[l33t7332273]

It is not circular. Such a Turing machine clearly exists.

What we’ve seen is that there plainly exists a Turing machine which halts iff ZFC is consistent.

All of the other window dressing you’ve added hasn’t changed that simple fact.

I agree that finding busy beaver numbers is the issue. I do not agree that the existence of a TM that halts iff ZFC is consistent is hard.

[GolDDranks]

You "clearly" is not so clear.

BB(754) is an uncomputable number. It's independent of ZFC, so an enumeration of all consequences of axioms of ZFC doesn't contain it. How is that supposed TM of yours is supposed to know whether it has run BB(754) steps or not?

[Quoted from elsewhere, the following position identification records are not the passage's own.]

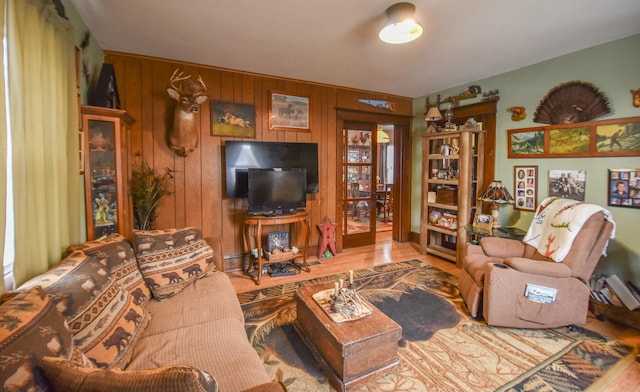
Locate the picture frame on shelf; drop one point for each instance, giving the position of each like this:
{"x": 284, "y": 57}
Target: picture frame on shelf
{"x": 277, "y": 240}
{"x": 288, "y": 112}
{"x": 482, "y": 223}
{"x": 569, "y": 184}
{"x": 624, "y": 188}
{"x": 525, "y": 180}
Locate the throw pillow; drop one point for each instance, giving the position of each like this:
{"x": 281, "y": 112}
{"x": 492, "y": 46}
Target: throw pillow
{"x": 107, "y": 330}
{"x": 30, "y": 328}
{"x": 116, "y": 253}
{"x": 73, "y": 283}
{"x": 68, "y": 376}
{"x": 171, "y": 259}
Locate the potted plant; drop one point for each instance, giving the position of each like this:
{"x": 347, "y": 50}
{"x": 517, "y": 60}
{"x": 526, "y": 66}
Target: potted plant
{"x": 147, "y": 190}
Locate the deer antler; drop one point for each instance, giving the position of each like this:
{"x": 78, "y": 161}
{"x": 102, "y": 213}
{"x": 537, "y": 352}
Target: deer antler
{"x": 177, "y": 77}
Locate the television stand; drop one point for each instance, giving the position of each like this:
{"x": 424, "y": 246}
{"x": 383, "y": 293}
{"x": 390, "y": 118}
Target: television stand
{"x": 257, "y": 222}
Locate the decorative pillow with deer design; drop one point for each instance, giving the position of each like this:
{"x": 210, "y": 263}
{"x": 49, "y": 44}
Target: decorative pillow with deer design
{"x": 73, "y": 283}
{"x": 116, "y": 253}
{"x": 171, "y": 259}
{"x": 30, "y": 328}
{"x": 107, "y": 330}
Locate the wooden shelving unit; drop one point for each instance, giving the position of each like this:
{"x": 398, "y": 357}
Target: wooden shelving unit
{"x": 107, "y": 169}
{"x": 450, "y": 165}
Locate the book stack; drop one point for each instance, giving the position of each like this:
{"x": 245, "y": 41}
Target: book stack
{"x": 612, "y": 290}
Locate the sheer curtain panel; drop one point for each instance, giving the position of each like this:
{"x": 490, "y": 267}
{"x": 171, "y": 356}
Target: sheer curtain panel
{"x": 44, "y": 133}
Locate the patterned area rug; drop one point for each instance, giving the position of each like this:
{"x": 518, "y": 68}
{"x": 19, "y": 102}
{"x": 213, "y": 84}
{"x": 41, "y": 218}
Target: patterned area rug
{"x": 442, "y": 348}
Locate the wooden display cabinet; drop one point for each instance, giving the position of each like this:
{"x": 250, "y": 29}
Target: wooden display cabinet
{"x": 107, "y": 169}
{"x": 450, "y": 172}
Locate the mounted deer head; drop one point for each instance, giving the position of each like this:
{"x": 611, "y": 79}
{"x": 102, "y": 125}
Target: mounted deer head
{"x": 182, "y": 137}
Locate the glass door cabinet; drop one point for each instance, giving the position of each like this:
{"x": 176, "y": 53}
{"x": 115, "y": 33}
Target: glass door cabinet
{"x": 106, "y": 149}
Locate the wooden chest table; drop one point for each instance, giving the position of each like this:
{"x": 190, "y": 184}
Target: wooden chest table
{"x": 351, "y": 352}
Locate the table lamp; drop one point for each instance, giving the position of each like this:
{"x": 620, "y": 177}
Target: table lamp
{"x": 496, "y": 194}
{"x": 433, "y": 114}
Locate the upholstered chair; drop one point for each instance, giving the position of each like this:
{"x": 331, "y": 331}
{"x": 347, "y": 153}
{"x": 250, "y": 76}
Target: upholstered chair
{"x": 512, "y": 283}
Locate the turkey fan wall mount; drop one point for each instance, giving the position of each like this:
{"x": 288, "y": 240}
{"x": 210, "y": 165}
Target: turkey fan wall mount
{"x": 571, "y": 102}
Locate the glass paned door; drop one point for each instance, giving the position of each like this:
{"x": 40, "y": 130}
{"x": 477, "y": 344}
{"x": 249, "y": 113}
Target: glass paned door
{"x": 359, "y": 179}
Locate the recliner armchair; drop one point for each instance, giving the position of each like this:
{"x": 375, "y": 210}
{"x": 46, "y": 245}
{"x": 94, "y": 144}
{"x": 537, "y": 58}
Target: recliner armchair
{"x": 496, "y": 273}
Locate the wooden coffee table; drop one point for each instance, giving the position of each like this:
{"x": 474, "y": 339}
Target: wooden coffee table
{"x": 351, "y": 352}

Oh, but other slightly bigger TMs exist – lets say in class TM(860) for the sake of an example – that might halt with after a more steps than BB(754). This _sounds_ intuitive. But: how do you prove that? It might be that all TM(860)s either halt within BB(754) steps or then run forever. There indeed might be some that halt in finite steps after BB(754), but that is not guaranteed! You need to prove it. But with what?

[GolDDranks]

Oops, never mind, there exists a simple construction that you can perform to each TM(754) that clearly extends BB(754) a finite amount. Maybe you are corrent that such Turing machine exists. But seems that identifying it isn't possible in ZCF.

[l33t7332273]

I agree that the problem is identifying the machine, not its existence.

[dullcrisp]

Oh dear.

[l33t7332273]

Excuse me?

[dullcrisp]

I’m saying that all you’ve proven is that if you know a priori whether ZFC is consistent, you can construct a Turing machine that returns this value. If you consider that to be window dressing I don’t know what else I can tell you.

[l33t7332273]

I’m saying that it doesn’t matter if you know if ZFC is consistent; I have proven there exists a TM that halts iff it is.